When it comes to statistics and polling, non-random survey samples are often suspect. If participants are recruited or invited to participate in the survey (through, say, an email or an advertisement), it may indicate they feel they have a vested interest in the study’s results and may impact the kinds of answers they give.

When well known pollsters like Gallup or Rasmussen want to gauge what Americans are feeling or experiencing, they survey people at random. They do not usually invite people to participate in the survey, because that has the potential to impact the survey’s accuracy.

If the goal of this survey was to determine what kinds of opportunities and obstacles homosexuals face in Arkansas (relative to other Arkansans), the most accurate way to do that would be to poll a random sample of Arkansans–not just gay Arkansans–asking them their sexual orientation along with different questions about workplace experiences; their faith; family situation; whether or not they feel they have ever been discriminated against (and the cause of the discrimination); and so on. A study to this effect would follow the tried and true guidelines for unbiased polling.

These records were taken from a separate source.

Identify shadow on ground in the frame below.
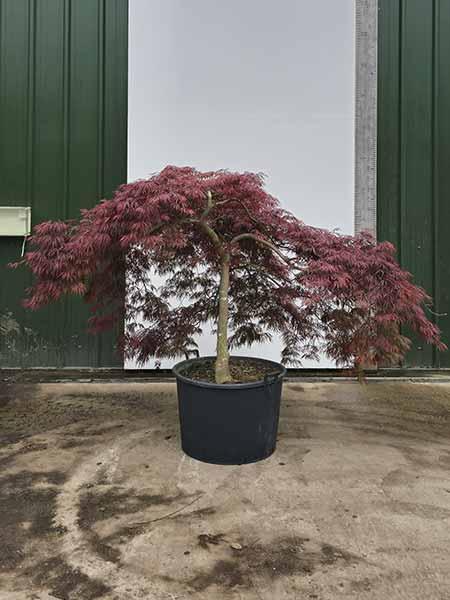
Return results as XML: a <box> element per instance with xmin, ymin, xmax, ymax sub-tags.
<box><xmin>0</xmin><ymin>382</ymin><xmax>450</xmax><ymax>600</ymax></box>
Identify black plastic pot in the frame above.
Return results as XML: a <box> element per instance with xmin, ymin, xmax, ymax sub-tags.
<box><xmin>173</xmin><ymin>356</ymin><xmax>286</xmax><ymax>465</ymax></box>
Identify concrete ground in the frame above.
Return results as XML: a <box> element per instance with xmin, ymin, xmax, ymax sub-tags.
<box><xmin>0</xmin><ymin>382</ymin><xmax>450</xmax><ymax>600</ymax></box>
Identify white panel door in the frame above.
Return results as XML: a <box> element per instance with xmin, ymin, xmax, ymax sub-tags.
<box><xmin>127</xmin><ymin>0</ymin><xmax>354</xmax><ymax>367</ymax></box>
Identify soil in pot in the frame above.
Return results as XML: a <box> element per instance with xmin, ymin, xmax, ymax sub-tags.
<box><xmin>181</xmin><ymin>356</ymin><xmax>280</xmax><ymax>384</ymax></box>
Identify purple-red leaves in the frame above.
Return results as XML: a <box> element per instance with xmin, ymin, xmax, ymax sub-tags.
<box><xmin>14</xmin><ymin>167</ymin><xmax>445</xmax><ymax>364</ymax></box>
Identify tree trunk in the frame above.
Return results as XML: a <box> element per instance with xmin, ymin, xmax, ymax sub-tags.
<box><xmin>216</xmin><ymin>253</ymin><xmax>231</xmax><ymax>383</ymax></box>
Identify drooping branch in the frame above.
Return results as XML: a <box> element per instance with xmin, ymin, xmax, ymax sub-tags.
<box><xmin>230</xmin><ymin>233</ymin><xmax>292</xmax><ymax>265</ymax></box>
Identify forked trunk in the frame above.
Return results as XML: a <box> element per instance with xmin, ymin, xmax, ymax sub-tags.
<box><xmin>215</xmin><ymin>254</ymin><xmax>231</xmax><ymax>383</ymax></box>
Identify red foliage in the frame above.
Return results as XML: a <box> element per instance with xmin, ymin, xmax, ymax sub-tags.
<box><xmin>11</xmin><ymin>167</ymin><xmax>445</xmax><ymax>364</ymax></box>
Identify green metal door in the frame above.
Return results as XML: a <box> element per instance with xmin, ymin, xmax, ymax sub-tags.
<box><xmin>377</xmin><ymin>0</ymin><xmax>450</xmax><ymax>367</ymax></box>
<box><xmin>0</xmin><ymin>0</ymin><xmax>128</xmax><ymax>367</ymax></box>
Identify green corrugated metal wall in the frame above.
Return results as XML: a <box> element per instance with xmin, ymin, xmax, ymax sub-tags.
<box><xmin>0</xmin><ymin>0</ymin><xmax>128</xmax><ymax>367</ymax></box>
<box><xmin>377</xmin><ymin>0</ymin><xmax>450</xmax><ymax>367</ymax></box>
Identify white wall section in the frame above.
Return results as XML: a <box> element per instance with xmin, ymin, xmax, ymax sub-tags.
<box><xmin>128</xmin><ymin>0</ymin><xmax>355</xmax><ymax>367</ymax></box>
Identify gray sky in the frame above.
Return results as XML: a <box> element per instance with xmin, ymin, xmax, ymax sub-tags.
<box><xmin>128</xmin><ymin>0</ymin><xmax>354</xmax><ymax>365</ymax></box>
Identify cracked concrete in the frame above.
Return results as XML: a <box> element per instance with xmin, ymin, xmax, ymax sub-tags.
<box><xmin>0</xmin><ymin>381</ymin><xmax>450</xmax><ymax>600</ymax></box>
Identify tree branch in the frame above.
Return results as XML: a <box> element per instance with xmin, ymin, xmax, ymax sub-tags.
<box><xmin>230</xmin><ymin>233</ymin><xmax>291</xmax><ymax>265</ymax></box>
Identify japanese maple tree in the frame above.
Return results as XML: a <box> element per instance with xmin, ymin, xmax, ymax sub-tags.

Of course, a study of that magnitude sounds daunting, but the Human Rights Campaign is spending $1 million per year on its efforts in Arkansas, right now. Surely they can afford to conduct a proper poll, can’t they?

1 Comment

  1. Luke

    Basically by doing the survey this way one would be potentially justified in recalculating it based on the total state population. So therefore of the citizens of Arkansas less than 0.0000167% of the population of the state has experienced any of the items reported in the survey (1 in 600,000). That doesn’t sound like a very severe problem.